Republican nominee Donald Trump on Thursday pointed to reports that monthly premiums could spike by 116 percent for some Arizona customers, before government subsidies are applied.

“Don’t worry, you’ll be there very soon,” Mr. Trump told rally goers in Springfield, Ohio. “Unless I win, in which case you’re not going to have to worry about it.”

Mr. Trump has vowed to work with GOP lawmakers to repeal Obamacare and replace its heavy mandates and coverage requirements with market-oriented reforms,

Yet little more than half of voters say they know what Mr. Trump wants to do on health care, while seven in 10 say they understand Mrs. Clinton’s position.

The Democratic nominee wants to entice people into the exchanges by extending the reach of taxpayer-funded subsidies under the program and adding a government-run plan, or “public option,” to compete with private plans in Obamacare’s web-based insurance exchanges.

The number of insurers participating in the federal HealthCare.gov marketplace is slated to drop by 28 percent from 2016 to 2017, as some companies say they are losing too much money to stay in the program.

Kaiser found that enthusiasm for the public option is tied to what it’s called.

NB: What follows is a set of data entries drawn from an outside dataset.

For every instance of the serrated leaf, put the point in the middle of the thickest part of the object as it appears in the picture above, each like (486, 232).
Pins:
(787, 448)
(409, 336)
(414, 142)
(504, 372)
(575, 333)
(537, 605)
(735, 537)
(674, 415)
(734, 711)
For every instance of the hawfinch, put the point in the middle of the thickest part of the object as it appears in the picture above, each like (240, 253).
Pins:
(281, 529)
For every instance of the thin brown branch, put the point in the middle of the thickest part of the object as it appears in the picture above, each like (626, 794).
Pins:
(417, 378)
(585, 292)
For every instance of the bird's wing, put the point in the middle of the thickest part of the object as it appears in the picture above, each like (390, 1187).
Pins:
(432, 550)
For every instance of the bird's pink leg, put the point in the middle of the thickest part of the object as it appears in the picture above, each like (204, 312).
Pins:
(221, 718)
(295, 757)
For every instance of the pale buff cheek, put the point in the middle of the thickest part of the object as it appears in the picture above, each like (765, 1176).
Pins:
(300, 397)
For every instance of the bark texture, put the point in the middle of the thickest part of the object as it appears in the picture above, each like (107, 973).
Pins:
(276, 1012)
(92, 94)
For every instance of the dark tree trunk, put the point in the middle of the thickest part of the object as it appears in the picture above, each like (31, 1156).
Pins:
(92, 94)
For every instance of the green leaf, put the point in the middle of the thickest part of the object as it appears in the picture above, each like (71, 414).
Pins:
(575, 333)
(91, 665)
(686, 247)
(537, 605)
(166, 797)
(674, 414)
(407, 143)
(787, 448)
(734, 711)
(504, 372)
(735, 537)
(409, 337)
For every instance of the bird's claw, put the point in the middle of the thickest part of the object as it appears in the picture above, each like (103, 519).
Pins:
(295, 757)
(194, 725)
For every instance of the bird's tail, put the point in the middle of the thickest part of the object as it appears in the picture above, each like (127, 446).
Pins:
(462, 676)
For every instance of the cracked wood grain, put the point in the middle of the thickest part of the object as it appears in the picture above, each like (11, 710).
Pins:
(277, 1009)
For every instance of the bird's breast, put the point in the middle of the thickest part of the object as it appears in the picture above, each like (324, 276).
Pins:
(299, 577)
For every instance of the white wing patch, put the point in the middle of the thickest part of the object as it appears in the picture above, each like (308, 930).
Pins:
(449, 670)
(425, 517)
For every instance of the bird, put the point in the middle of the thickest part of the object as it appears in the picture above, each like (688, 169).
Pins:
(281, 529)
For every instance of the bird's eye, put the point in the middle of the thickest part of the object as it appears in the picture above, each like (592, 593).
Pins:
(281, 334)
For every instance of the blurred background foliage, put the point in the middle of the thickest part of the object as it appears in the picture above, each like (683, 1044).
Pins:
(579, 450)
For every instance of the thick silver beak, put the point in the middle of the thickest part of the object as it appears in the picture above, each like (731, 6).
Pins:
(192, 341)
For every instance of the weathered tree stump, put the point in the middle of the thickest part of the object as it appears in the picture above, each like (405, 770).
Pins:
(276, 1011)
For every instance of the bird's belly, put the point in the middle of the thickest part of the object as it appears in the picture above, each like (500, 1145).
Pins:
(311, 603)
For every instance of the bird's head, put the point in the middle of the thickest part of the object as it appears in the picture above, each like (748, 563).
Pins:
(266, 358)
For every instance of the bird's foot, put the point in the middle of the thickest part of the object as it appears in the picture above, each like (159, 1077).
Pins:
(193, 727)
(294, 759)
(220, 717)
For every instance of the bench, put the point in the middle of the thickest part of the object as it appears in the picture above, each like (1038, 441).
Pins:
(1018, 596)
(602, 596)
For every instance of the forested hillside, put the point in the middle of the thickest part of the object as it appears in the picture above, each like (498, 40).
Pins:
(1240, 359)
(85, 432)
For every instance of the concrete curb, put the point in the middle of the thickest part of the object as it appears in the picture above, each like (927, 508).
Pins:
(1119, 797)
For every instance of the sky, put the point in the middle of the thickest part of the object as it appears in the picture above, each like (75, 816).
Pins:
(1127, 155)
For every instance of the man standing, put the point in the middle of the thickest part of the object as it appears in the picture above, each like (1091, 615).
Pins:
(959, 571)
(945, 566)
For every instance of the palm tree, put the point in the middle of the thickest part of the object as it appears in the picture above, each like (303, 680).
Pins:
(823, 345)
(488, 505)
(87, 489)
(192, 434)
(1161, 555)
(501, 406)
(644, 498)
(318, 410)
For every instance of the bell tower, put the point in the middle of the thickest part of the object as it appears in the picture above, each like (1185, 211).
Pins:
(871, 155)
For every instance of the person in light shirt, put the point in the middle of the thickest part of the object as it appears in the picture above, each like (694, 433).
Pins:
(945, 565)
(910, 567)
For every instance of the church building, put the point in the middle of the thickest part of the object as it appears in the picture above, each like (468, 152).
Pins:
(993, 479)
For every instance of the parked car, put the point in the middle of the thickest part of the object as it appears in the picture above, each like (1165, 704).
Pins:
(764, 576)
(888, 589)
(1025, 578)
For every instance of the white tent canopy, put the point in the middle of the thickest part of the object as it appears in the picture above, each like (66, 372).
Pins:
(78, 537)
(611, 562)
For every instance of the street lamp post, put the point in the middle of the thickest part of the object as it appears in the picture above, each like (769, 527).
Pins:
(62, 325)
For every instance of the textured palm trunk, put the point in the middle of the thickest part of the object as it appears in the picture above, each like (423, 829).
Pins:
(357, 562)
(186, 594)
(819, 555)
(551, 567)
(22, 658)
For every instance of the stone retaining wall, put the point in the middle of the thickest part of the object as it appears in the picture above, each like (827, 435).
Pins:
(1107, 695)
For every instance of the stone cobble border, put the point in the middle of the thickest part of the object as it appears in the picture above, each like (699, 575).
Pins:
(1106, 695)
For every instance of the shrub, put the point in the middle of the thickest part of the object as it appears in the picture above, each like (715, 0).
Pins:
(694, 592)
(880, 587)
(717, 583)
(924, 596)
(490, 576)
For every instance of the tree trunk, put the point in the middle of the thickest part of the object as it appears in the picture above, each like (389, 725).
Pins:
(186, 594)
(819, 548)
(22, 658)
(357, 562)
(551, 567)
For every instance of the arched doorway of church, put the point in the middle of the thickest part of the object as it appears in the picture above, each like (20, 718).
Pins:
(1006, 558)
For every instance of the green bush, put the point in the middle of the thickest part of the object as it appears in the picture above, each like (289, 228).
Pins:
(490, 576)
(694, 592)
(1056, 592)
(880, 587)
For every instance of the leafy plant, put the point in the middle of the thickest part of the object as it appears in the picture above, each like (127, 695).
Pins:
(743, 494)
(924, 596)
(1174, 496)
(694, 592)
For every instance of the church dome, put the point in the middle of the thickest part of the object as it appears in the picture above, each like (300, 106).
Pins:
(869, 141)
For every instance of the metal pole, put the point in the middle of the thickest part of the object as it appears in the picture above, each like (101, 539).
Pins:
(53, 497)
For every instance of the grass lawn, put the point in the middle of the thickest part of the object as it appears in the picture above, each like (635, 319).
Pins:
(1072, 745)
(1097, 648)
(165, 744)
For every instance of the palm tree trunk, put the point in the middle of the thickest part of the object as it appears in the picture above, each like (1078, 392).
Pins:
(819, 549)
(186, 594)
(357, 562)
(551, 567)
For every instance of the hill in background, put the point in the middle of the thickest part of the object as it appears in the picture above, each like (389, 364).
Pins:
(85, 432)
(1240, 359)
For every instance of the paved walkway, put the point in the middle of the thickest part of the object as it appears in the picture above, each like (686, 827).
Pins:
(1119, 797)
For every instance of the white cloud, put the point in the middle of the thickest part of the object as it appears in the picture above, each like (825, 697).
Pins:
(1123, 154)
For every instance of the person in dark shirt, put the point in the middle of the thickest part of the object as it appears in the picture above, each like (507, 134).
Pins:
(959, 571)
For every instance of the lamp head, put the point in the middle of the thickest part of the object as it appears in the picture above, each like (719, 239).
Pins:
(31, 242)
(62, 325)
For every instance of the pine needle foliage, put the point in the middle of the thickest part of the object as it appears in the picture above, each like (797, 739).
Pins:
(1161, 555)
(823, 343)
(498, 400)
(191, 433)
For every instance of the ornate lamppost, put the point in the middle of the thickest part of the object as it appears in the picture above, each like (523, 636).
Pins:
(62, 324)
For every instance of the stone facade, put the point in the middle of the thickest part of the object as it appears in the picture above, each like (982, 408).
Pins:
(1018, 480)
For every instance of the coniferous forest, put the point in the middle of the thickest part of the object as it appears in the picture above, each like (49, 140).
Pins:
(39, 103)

When half of its sample was asked about a “public health insurance option,” 70 percent liked and roughly a quarter opposed it.

The other half of voters were asked about a “government-administered public health insurance option.” This time, about half — 53 percent — said they favor it, while 41 percent were opposed.

Senate Republicans locked in tough re-election battles have chastised Democratic opponents who support the public option, saying it amounts to “more Obamacare” and would amplify the program’s stumbles.